Wednesday, February 15, 2012
My advice to fluffy middle aged women who are married with children - do NOT click on "Everything" and start looking around. Okay, go do it, then we'll talk about it.
Skinny tan abs. Hot guys. Wedding ideas. Killer stilettos. Diamonds. It's too late for me, period. Abs - impossible after carrying two 10 pound babies (SH! SH! I don't want to hear it. No, I can't, and you won't change my mind). Hot guys - love my hubs, I'll leave it at that. Stilettos - I'd look like a middle aged hooker. I will stick to following my friends who post cheesy pasta casseroles and cute decorating ideas for my backyard.
Okay, this is more like it. Here is what is sitting on my desk next to me as I prowl Pinterest pinning cheesy casseroles. Red wine, self-explanatory. 9/10 eaten bag of Valentine's conversation hearts. Can't understand why I like them, but I do; refer to facebook status update a while back re: Bottle Caps and Tums.

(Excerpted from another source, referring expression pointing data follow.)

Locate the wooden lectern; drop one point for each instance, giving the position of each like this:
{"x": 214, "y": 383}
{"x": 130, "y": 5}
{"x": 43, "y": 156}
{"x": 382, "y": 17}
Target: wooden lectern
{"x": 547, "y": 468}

Upper right corner, the very un-glamorous to-do list. Honestly, top three on the list...closet dump, hand me downs to Marci, and cover the living room pillows. I didn't make that up. Not too exciting, although the handwriting is pretty nice. My sister told me once (she's a school teacher and knows this kind of stuff) that I don't write my letters, I draw them. Random.

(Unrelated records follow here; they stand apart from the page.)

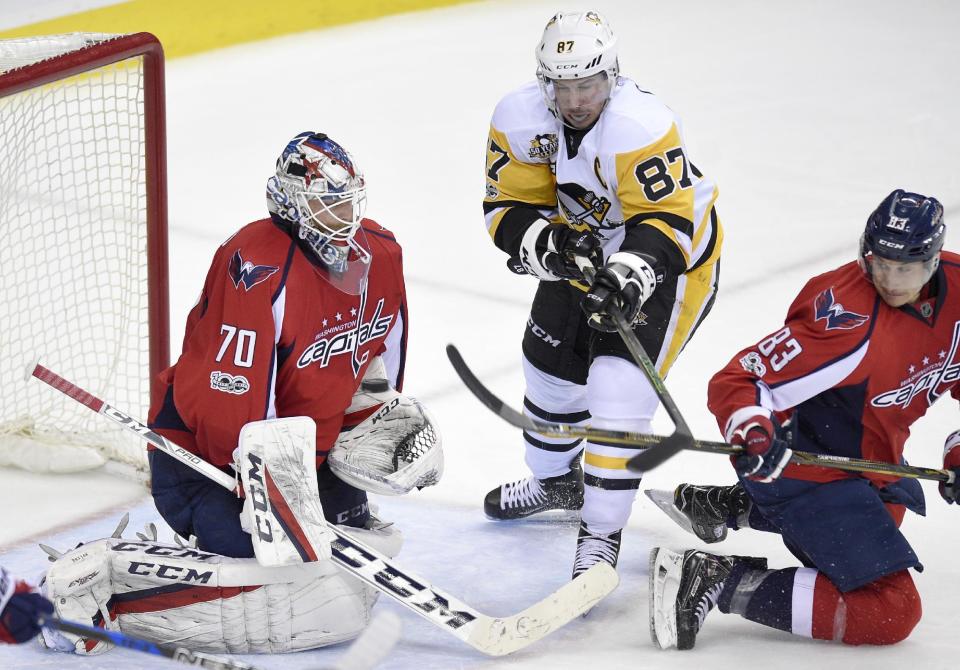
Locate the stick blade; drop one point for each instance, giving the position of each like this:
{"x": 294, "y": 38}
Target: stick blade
{"x": 484, "y": 394}
{"x": 669, "y": 447}
{"x": 498, "y": 637}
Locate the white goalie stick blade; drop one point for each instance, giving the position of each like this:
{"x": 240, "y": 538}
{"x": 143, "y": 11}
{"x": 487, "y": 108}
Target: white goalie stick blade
{"x": 489, "y": 635}
{"x": 665, "y": 573}
{"x": 664, "y": 500}
{"x": 373, "y": 645}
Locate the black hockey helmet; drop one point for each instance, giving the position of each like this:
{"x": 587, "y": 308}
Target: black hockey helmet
{"x": 906, "y": 227}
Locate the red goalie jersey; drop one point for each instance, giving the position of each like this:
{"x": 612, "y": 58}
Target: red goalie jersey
{"x": 271, "y": 337}
{"x": 851, "y": 371}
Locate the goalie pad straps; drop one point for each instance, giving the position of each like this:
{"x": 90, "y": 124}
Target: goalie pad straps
{"x": 205, "y": 602}
{"x": 282, "y": 507}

Going clockwise, it's a printout of the budget. Don't look close - it's scary. Larry and I have kind of spent the last two months ignoring the fact that we just slashed the family income in half, and now it's time to face the music. You won't find me checking in at restaurants on facebook much any more...and if you do please give me shit because we can't afford it any more.
The blue sheet...that's a questionnaire about things that I suppose I should not blog about should one of our children grow up and take issue with the fact that I posted too much about them in my blog.
My glamorous life. Off to drain the red.